Auto-Tune is interesting because when you use it in T-Pain mode (zero retune speed), it adds as much musical information as it removes. This is because the quantized transitions between pitches become rhythmic events. You can't quite hear where exactly the note transition occurs in a slide from C to C-sharp, but the Auto-Tune warble creates a distinct edge, and good singers know how to use the warble for rhythmic effect. Listen to how people in the Arab world and North Africa use Auto-Tuned melisma. https://www.youtube.com/watch?v=cuG-Gilot_U
@Ethan: I really like the principle you state: "The quality of the music and the tools used to make it are independent of each other." And your two examples from YouTube are both really salient. Am I just an antiquarian, stuck in an historic loop? Well, maybe, but let's look into the principle. Logically, yes, the quality of the music and the nature of the tools are independent factors. But perhaps not entirely. I think of how much a performer depends on the chosen instrument. For myself, I had different guitars that were unsatisfactory until I found the ideal instrument. The value of an instrument is, of course, instrumental, but a poor instrument is limiting. There is a reason why great violinists seek out 300-year-old instruments. But I have, I think, an interesting example. Early in Steve Reich's career he was working with tape loops and in pieces like "Come out" https://www.youtube.com/watch?v=g0WVh1D0N50 he discovered the rhythmic technique of phasing. He decided that this was not aesthetically interesting unless it could be used by human musicians. Out of this came a host of pieces like Piano Phase and Drumming. Isn't it possible, or even likely that certain kinds of tools can be inherently distancing, even alienating? I pose this as a question, because I'm not entirely sure. After all, Kanye's cut "Lost in the World" is a brilliant use of AutoTune.

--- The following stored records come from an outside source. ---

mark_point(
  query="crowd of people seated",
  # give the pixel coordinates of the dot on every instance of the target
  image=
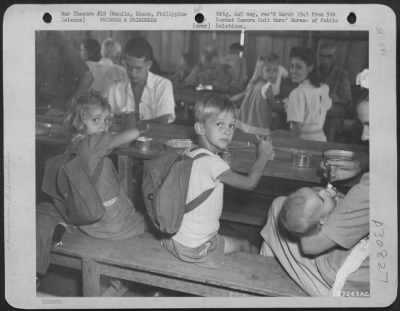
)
(312, 232)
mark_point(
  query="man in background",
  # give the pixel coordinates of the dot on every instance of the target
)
(149, 95)
(61, 74)
(333, 75)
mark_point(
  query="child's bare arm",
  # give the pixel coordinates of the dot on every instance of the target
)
(237, 97)
(249, 182)
(316, 244)
(295, 129)
(126, 136)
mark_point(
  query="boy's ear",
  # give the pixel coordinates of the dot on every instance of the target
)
(199, 129)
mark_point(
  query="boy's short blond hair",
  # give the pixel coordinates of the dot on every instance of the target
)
(296, 218)
(210, 105)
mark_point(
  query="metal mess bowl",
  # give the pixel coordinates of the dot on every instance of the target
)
(179, 145)
(339, 154)
(341, 158)
(301, 158)
(144, 143)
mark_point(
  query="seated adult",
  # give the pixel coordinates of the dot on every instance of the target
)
(238, 66)
(106, 70)
(209, 71)
(149, 95)
(110, 52)
(334, 258)
(89, 50)
(61, 74)
(182, 69)
(333, 75)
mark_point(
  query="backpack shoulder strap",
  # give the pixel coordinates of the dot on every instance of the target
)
(203, 196)
(197, 201)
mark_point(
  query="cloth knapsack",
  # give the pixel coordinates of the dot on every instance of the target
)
(67, 180)
(165, 186)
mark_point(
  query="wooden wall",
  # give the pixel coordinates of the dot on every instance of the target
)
(352, 52)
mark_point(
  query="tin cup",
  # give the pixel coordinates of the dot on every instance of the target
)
(144, 143)
(129, 120)
(226, 155)
(301, 158)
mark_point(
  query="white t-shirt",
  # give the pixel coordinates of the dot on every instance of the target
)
(200, 224)
(157, 98)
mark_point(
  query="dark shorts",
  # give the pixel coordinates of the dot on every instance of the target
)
(209, 254)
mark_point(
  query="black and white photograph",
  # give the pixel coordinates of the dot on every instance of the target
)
(228, 154)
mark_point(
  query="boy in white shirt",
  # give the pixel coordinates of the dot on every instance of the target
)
(197, 241)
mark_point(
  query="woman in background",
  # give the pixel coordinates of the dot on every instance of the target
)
(309, 102)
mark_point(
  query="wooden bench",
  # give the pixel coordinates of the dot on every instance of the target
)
(143, 260)
(245, 209)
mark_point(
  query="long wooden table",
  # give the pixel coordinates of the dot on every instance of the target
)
(241, 159)
(187, 97)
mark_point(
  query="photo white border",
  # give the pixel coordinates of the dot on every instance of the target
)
(19, 26)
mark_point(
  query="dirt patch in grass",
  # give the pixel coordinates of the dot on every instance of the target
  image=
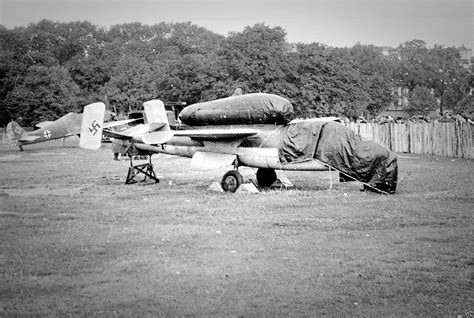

I really don't buy the idea that the tool itself is alienating or distancing. Tools have affordances, and sometimes the affordances influence the product, but they don't determine the product.
With all due respect to Steve Reich, I don't agree with him about the human performances. I have enjoyed everything he has ever written, but listening to humans do phasing doesn't have the same effect on me that the tape pieces do. The human performers lose the uncanniness of identical repetition that you get from tape; they aren't arrestingly weird. Right now it's in vogue for jazz musicians to play Dilla-style rhythms, and I appreciate the effort, but a human drummer playing Dilla beats falls flat for me for the same reason, I'm missing the timbre of those samples and drum machines, the fakeness of the loop.
I love the effects the human performers produce much more than with the tape loops. But you know what? I suspect that this is really a matter of taste! A tool I might find alienating you might find stimulating.